MATERIAL AND METHODS
Cell culture
Feeder-independent ES cells were cultured in ES cell medium (500 ml High Glucose DMEM (Sigma, D6429), 91 ml (15%) Fetal Bovine Serum (Sigma, F7524), 6.05 ml Penicillin-Streptomycin (Sigma, P4333), 6.05 ml MEM Non-Essential Amino Acid Solution (Sigma, M7145), 1.2 ml 0,35 % 2-Mercaptoethanol (Sigma M7522) and 2.4 ml homemade LIF) on 10 cm and 15 cm gelatin-coated plates.
Lentivirus production
Lentiviral particles were produced to perform Daxx rescue, to carry reporter plasmids, to introduce single sgRNAs for CRISPR/Cas9 knock-out and to deliver the screening libraries. 293T cells were transfected with a mix of 24 μg plasmid DNA consisting of 8 μg lentiviral transfer vector, 8 μg of each of the packaging plasmids psPAX2 (#183) and pLP-eco-env (#811) mixed with 120 μl 2.5 M CaCl2 and adjusted to a final volume of 1200 μl with H2O. Subsequently 1200 μl 2xHBS solution (50 mM HEPES, 280 mM NaCl, 1.5 mM Na2HPO4, adjusted to pH 7.05 with NaOH) was added slowly and drop wise to the mix while vortexing.
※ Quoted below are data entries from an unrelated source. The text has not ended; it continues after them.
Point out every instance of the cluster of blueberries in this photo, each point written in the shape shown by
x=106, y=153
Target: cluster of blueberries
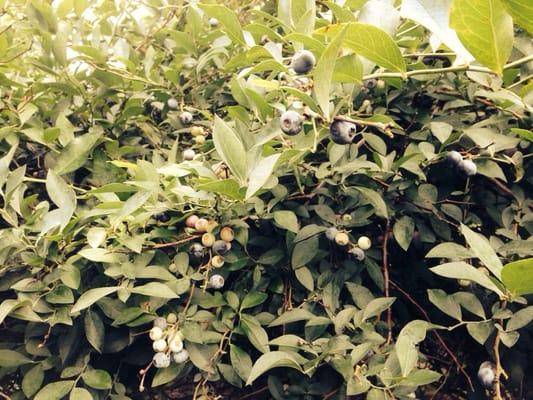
x=357, y=250
x=167, y=342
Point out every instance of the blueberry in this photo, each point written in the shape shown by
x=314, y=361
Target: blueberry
x=468, y=167
x=196, y=250
x=220, y=247
x=331, y=233
x=454, y=157
x=172, y=103
x=303, y=61
x=291, y=122
x=162, y=217
x=342, y=132
x=216, y=281
x=371, y=83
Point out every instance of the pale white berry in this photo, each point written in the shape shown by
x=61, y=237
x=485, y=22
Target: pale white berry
x=160, y=345
x=175, y=344
x=161, y=360
x=188, y=154
x=156, y=333
x=180, y=356
x=364, y=243
x=487, y=373
x=161, y=323
x=216, y=281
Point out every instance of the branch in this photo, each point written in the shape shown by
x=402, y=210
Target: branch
x=460, y=68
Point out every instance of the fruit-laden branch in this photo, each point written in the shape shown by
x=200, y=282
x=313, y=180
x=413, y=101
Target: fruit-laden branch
x=460, y=68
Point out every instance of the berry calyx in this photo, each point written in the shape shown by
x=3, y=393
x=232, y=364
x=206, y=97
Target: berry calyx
x=364, y=243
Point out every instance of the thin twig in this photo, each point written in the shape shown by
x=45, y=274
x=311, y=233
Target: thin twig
x=387, y=280
x=171, y=244
x=437, y=334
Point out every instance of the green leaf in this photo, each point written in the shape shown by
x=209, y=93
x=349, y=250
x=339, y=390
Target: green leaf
x=376, y=200
x=485, y=29
x=480, y=331
x=372, y=43
x=97, y=379
x=12, y=359
x=377, y=306
x=155, y=289
x=444, y=302
x=260, y=174
x=33, y=379
x=462, y=270
x=286, y=219
x=94, y=330
x=91, y=296
x=169, y=374
x=403, y=231
x=55, y=390
x=255, y=333
x=268, y=361
x=518, y=276
x=323, y=72
x=410, y=335
x=80, y=394
x=482, y=249
x=77, y=151
x=295, y=315
x=241, y=361
x=230, y=149
x=8, y=306
x=63, y=197
x=228, y=19
x=520, y=319
x=253, y=299
x=522, y=13
x=449, y=250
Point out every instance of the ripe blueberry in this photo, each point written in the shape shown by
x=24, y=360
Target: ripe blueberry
x=172, y=103
x=220, y=247
x=303, y=61
x=342, y=132
x=291, y=123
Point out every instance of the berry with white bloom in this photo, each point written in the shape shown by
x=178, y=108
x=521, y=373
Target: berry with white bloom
x=156, y=333
x=161, y=360
x=180, y=356
x=160, y=323
x=188, y=154
x=175, y=344
x=364, y=242
x=160, y=345
x=331, y=233
x=216, y=281
x=487, y=374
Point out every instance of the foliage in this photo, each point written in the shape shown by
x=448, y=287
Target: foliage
x=98, y=181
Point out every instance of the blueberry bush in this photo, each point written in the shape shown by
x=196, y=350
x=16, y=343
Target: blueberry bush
x=266, y=199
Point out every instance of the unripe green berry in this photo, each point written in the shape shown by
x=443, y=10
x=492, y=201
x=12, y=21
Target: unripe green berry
x=342, y=239
x=364, y=243
x=217, y=261
x=208, y=239
x=226, y=234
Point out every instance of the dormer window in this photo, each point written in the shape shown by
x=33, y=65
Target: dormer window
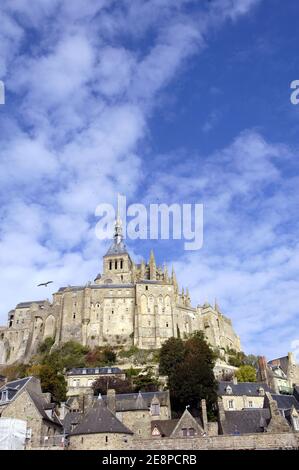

The transfection mix was added immediately to the 293T cells seeded one day ahead at a density of 4 million per 10 cm dish. Four to eight hours after transfection, the medium that contained precipitates of calcium phosphate and DNA was removed, cells were washed with 1xPBS and fresh medium was added. Virus containing culture supernatant was harvested 48 h after transfection.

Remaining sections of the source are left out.